Published May 1, 1998

EPPC Online

Deep Impact, directed by Mimi Leder from a script by Bruce Joel Rubin and Michael Tolkin, is one of what I take to be a new breed of Hollywood disaster flicks. Modeled on Independence Day, these are apocalyptic in scale, overburdened with special effects and pitched to a younger teen audience, but they are still essentially the same kind of picture as Airport or Towering Inferno—that is, soap operas with explosions. The new breed, however, seems to be particularly attached to the image of the great monuments of the past on the east coast of the United States being swept away. Independence Day had the Capitol, the White House, the Empire State building being vaporized by an alien death ray; Deep Impact has the Statue of Liberty being decapitated by a thousand foot tidal wave, caused by a comet striking the earth, and the twin towers of the World Trade Center bobbing about like empty milk cartons.

It is an essentially juvenile thrill, closely akin to that experienced by the child who has carefully built up a city of blocks only in order to kick it down. Therefore it makes sense, I suppose, that the film makes such extraordinary efforts to bring the teeny-boppers on board. First of all, the deadly comet is first spotted by a kid called Leo Biederman (Elijah Wood). He himself modestly finds the glory of being named co-discoverer of that which dooms earth to destruction “kind of cool,” but a pimply pal also assures him that “you’re going to have sex a lot more now than anyone else in the class.” These kids are about 15. Then, having been offered a space on “The Ark” being prepared for the survivors in the hills of Missouri, he gets to marry his teeny-bopper girlfriend and rescue her from certain death when she and her parents are stranded in a traffic jam in the path of the tidal wave and to do it on her father’s motorcycle. Talk about kid wish-fulfilment!
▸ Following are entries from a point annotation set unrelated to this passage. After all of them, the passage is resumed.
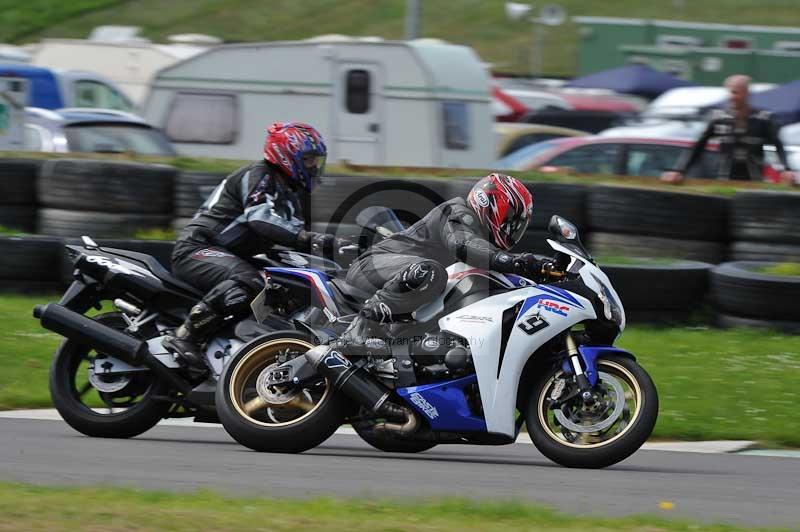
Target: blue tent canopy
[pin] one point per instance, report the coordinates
(783, 102)
(637, 79)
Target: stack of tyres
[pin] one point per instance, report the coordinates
(103, 199)
(18, 194)
(634, 222)
(764, 226)
(27, 264)
(191, 191)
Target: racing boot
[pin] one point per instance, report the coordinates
(186, 342)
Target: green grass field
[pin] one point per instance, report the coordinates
(713, 384)
(25, 507)
(478, 23)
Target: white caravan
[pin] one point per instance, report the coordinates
(130, 65)
(420, 103)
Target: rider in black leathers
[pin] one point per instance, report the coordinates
(254, 208)
(407, 270)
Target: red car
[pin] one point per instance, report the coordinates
(610, 155)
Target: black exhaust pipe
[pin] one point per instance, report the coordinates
(78, 327)
(352, 380)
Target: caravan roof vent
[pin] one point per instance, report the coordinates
(116, 34)
(193, 38)
(429, 40)
(331, 37)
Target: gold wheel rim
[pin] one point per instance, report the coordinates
(632, 383)
(252, 363)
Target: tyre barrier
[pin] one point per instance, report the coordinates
(764, 252)
(339, 199)
(103, 199)
(191, 191)
(115, 187)
(60, 222)
(739, 289)
(18, 193)
(620, 245)
(660, 292)
(28, 263)
(655, 213)
(766, 216)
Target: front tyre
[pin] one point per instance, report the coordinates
(287, 419)
(617, 421)
(122, 406)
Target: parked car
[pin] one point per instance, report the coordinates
(591, 121)
(58, 89)
(513, 136)
(610, 155)
(692, 101)
(93, 131)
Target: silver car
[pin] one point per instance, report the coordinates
(93, 131)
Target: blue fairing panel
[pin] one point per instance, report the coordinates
(590, 354)
(444, 405)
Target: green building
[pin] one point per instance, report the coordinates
(704, 53)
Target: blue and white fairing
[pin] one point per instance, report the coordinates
(504, 330)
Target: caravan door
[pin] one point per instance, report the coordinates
(358, 130)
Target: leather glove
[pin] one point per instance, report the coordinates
(527, 265)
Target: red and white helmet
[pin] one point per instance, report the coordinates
(504, 207)
(298, 150)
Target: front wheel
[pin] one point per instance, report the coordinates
(603, 431)
(120, 406)
(285, 419)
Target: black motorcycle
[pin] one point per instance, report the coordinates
(111, 377)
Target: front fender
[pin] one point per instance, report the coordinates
(589, 355)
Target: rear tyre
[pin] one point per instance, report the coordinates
(611, 430)
(125, 413)
(276, 419)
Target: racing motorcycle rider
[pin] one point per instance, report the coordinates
(253, 209)
(407, 269)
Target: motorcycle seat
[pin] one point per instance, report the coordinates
(348, 295)
(157, 269)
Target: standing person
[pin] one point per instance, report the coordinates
(741, 132)
(254, 208)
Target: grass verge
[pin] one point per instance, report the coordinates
(26, 507)
(713, 384)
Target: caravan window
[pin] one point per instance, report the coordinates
(456, 125)
(202, 118)
(357, 93)
(89, 93)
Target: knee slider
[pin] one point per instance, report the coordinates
(230, 298)
(424, 275)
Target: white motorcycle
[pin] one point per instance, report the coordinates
(493, 352)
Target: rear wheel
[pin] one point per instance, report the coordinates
(617, 421)
(119, 406)
(286, 419)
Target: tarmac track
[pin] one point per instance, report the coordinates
(752, 490)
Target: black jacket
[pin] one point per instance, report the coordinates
(449, 233)
(741, 149)
(249, 212)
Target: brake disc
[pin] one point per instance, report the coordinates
(273, 394)
(108, 383)
(619, 407)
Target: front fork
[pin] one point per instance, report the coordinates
(575, 362)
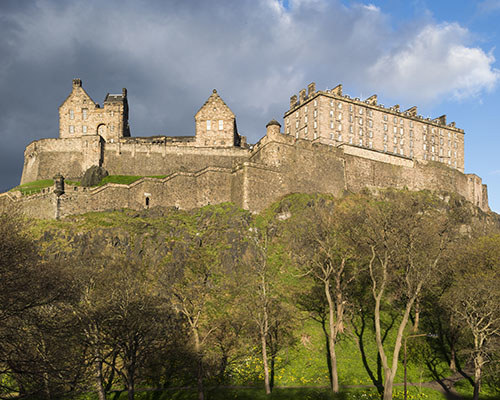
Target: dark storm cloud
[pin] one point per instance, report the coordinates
(171, 54)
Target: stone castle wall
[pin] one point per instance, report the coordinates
(278, 165)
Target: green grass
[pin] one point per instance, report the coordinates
(125, 179)
(279, 393)
(33, 187)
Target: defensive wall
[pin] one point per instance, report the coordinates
(279, 164)
(216, 165)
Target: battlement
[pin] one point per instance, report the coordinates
(366, 123)
(330, 143)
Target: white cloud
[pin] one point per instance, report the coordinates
(434, 63)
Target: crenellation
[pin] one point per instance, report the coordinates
(330, 143)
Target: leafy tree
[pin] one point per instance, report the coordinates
(403, 236)
(320, 248)
(473, 299)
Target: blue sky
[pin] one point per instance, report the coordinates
(439, 55)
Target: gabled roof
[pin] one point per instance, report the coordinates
(73, 90)
(217, 99)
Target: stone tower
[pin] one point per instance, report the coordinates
(216, 124)
(80, 116)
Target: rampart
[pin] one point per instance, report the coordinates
(253, 179)
(216, 165)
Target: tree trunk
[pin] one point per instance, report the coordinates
(478, 362)
(388, 385)
(199, 356)
(99, 379)
(264, 358)
(417, 316)
(333, 356)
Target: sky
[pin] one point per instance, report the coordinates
(439, 55)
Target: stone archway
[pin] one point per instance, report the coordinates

As in the old kind of disaster movies which, in the days before computer graphics, had to confine themselves to a somewhat human scale, the problem with this stuff is that there is entirely too much going on. You would think that an E.L.E. or Extinction Level Event would promise drama enough, but the authors are very far from satisfied with a lean tale of cosmic disaster. Instead, they branch out into subsidiary stories about scandal in Washington, a crippled spaceship, young love, a noble and competent president—black, of course—and the career and family problems of a young TV reporter (Téa Leoni), her rising to anchorwoman at the network, her rivalry with another woman reporter, and her relationship with her divorced parents (Maximilian Schell and Vanessa Redgrave). Finally, there is the moving story of an old space jockey (Robert Duvall) going up for one last ride surrounded by arrogant youths half his age.
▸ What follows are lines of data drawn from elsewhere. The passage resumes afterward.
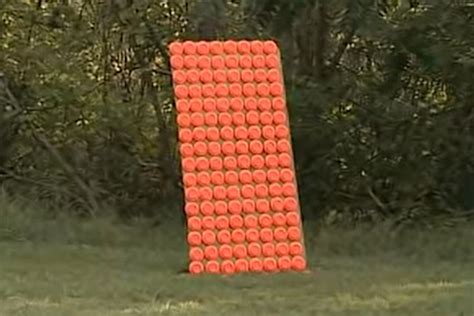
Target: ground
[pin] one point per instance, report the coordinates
(104, 269)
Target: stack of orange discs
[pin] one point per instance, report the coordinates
(241, 195)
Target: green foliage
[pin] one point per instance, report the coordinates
(379, 92)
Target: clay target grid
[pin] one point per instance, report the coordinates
(241, 198)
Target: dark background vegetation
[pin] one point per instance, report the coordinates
(380, 95)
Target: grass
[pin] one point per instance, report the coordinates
(100, 267)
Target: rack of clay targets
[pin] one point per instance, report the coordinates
(241, 198)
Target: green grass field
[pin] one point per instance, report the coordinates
(98, 268)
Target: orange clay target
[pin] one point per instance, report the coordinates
(241, 198)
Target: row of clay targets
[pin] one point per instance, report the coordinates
(241, 198)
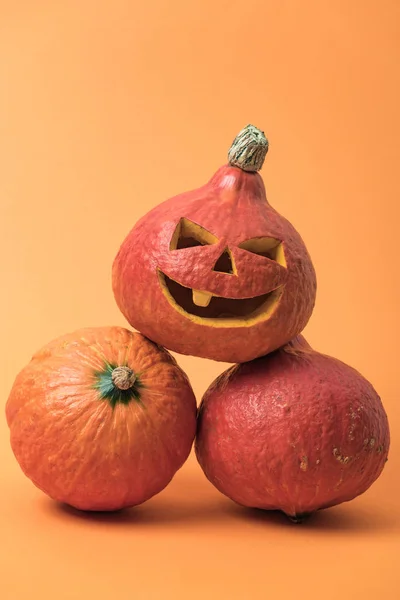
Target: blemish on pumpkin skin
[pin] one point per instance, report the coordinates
(339, 457)
(304, 463)
(369, 442)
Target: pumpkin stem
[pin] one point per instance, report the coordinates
(123, 378)
(248, 149)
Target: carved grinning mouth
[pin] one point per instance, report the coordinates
(204, 305)
(218, 311)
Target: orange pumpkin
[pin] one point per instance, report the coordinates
(101, 419)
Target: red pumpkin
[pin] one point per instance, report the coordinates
(217, 272)
(294, 431)
(101, 419)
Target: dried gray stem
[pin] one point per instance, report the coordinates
(248, 149)
(123, 378)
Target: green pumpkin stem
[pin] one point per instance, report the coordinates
(249, 149)
(118, 385)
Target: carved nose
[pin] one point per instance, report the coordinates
(225, 263)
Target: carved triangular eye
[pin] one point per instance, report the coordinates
(266, 246)
(189, 234)
(225, 263)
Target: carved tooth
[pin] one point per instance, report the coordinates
(201, 298)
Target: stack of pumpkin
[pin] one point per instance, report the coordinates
(103, 418)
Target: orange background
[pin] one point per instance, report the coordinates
(106, 109)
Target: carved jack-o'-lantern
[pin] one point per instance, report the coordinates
(217, 272)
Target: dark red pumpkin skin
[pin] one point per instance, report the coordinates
(234, 208)
(295, 431)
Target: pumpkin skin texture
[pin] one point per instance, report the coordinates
(88, 443)
(294, 431)
(216, 272)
All these stories can only be touched on in the time available, so none is developed beyond the most rudimentary stages. Nor are the characters, which for the most part do not even rise to the level of the familiar types we used to see in the old disaster movies. But perhaps none of this matters very much to the children who will mostly see this film, who feature so prominently in it and who, in more ways than one, obviously rule the world.